Alfie Hewett adapting to his new status as the man to beat in wheelchair tennis

Alfie Hewett adapting to his new status as the man to beat in wheelchair tennis

Alfie Hewett is enjoying being the man to be shot at in wheelchair tennis as he prepares to bid for a fourth French Open title.

The retirement at the beginning of the year of Hewett’s big rival Shingo Kunieda after one of the great tennis careers left the Norfolk player as world number one.

Hewett first won the French Open as a teenager and has been used to being the relative new kid on the block but now he finds a host of younger players challenging him.

Top of that pile is Kunieda’s Japanese compatriot, 17-year-old Tokito Oda, who was beaten by Hewett in the Australian Open final in January.

Hewett told the PA news agency: “It is strange. I’m 25 so I don’t see myself as being the experienced one when you have the likes of Gordy (doubles partner Gordon Reid) and some of the others who are five to 10 years older than me.

“But I guess this is my eighth year on tour so I do have experience. I’ve been fortunate enough to play in some big moments and I thought the Australian Open final demonstrated that, managing the occasion probably in a better way than Tokito did, but he’s such an unbelievable talent.

“To be playing at his level at (his age), it’s just ridiculous – it just shows the talent and the potential that he has.

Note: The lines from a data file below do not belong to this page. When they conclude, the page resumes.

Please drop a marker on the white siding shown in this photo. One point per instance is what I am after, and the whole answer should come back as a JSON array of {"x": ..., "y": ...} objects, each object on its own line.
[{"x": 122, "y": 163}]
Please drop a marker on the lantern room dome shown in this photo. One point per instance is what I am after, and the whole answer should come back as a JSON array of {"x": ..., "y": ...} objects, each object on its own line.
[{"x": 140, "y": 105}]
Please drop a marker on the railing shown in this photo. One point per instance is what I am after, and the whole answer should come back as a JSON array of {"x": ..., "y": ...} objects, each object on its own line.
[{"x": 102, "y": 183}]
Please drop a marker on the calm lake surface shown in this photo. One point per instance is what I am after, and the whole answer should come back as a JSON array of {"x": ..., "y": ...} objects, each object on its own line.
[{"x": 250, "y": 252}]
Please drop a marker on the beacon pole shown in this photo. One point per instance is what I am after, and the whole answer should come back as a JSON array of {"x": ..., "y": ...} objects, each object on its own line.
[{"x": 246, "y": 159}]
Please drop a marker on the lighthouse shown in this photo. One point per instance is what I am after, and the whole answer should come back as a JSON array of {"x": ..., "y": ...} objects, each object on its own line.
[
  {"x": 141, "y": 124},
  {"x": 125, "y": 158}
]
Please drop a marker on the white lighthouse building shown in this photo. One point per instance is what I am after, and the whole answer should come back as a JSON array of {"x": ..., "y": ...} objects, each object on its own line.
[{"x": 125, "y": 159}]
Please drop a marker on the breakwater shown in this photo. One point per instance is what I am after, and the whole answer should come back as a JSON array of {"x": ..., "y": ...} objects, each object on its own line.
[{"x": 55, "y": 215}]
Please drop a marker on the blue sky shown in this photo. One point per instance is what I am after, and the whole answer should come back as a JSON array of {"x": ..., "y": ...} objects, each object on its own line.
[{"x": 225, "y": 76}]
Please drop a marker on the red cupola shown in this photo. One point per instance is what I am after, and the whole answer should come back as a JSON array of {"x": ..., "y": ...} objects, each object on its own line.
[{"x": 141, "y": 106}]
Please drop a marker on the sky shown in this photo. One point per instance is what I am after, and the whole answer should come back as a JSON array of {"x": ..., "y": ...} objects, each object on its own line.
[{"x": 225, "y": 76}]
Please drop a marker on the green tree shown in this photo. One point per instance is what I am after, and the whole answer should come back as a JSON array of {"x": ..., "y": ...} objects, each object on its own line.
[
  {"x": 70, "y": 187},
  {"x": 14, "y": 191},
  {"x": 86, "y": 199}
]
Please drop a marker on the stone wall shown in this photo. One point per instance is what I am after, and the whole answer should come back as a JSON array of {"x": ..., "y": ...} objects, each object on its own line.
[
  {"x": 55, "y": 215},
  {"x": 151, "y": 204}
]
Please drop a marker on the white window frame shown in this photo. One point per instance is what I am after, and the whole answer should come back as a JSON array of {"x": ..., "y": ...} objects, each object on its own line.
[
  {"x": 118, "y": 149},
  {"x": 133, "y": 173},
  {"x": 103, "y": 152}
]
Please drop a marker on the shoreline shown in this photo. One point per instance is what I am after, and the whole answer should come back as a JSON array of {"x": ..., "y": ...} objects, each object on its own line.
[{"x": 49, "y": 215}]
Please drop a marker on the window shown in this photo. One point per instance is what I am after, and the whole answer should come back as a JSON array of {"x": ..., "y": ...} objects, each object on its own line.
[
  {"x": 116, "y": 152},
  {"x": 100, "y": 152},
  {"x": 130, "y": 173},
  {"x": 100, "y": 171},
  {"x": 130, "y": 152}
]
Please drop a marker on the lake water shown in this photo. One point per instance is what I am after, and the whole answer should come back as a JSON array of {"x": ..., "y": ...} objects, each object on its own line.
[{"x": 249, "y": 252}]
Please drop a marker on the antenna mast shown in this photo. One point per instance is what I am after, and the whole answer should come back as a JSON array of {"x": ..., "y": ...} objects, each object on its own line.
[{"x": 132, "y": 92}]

And he’s bringing a new style to the sport as well. Other players are having to learn, having to get better.

“I see a lot of myself in him in terms of his attitude and his fearlessness. It’s great to have someone fresh on the scene. I’m sure he’s going to be winning a lot in the future but I’ll try and stop him.

“That’s a big reason why my level this year has been so high because he beat me in the Masters last year and I didn’t like it. I went home and I trained hard and I worked hard and it’s made my game a lot better.”

Hewett’s Australian Open triumph was part of a 16-match winning singles run between January and March that brought his four successive titles.

“I didn’t expect it,” he said. “It’s just a sign of good work behind the scenes. It was new territory for me really. I struggled towards the end of it.

“It makes me appreciate the likes of Novak (Djokovic) and (Daniil) Medvedev when they go on ridiculous runs of not losing for however many matches and back-to-back events – it’s not easy to do.

“You feel the pressure that people are expecting you to win. The level I was playing at in Australia and Rotterdam was probably the best I’ve ever played but then I went to the States and it dropped, and I was like, ‘Hang on a minute, I’m not used to this, why’s my level not where it was’.

“But that’s just normal, you go through these periods. I enjoyed it while it lasted. I got beaten in the end but it hasn’t dampened my spirit with where I’m at. To win eight titles out of 11 is not bad.”

Alfie Hewett is targeting a first Wimbledon singles success this summer
Alfie Hewett is targeting a first Wimbledon singles success this summer (Steven Paston/PA)

Since the end of that run, Hewett has led Great Britain to the World Team Cup title before a narrow loss to Spain’s Martin De la Puente, another younger player, in the semi-finals of the Barcelona Open.

In Paris, he will be favourite to add to the singles titles he won in 2017, 2020 and 2021, while he and Reid will bid for a 17th grand slam doubles title.

After that, Hewett’s focus will turn to Wimbledon, where he made his first singles final last year only to lose a dramatic encounter to Kunieda.

“Of course it’s one I want to win, there’s no secret,” he said. “I can’t sit here and lie. But the goal for now is the French and trying to get as strong and fit and healthy as I can.”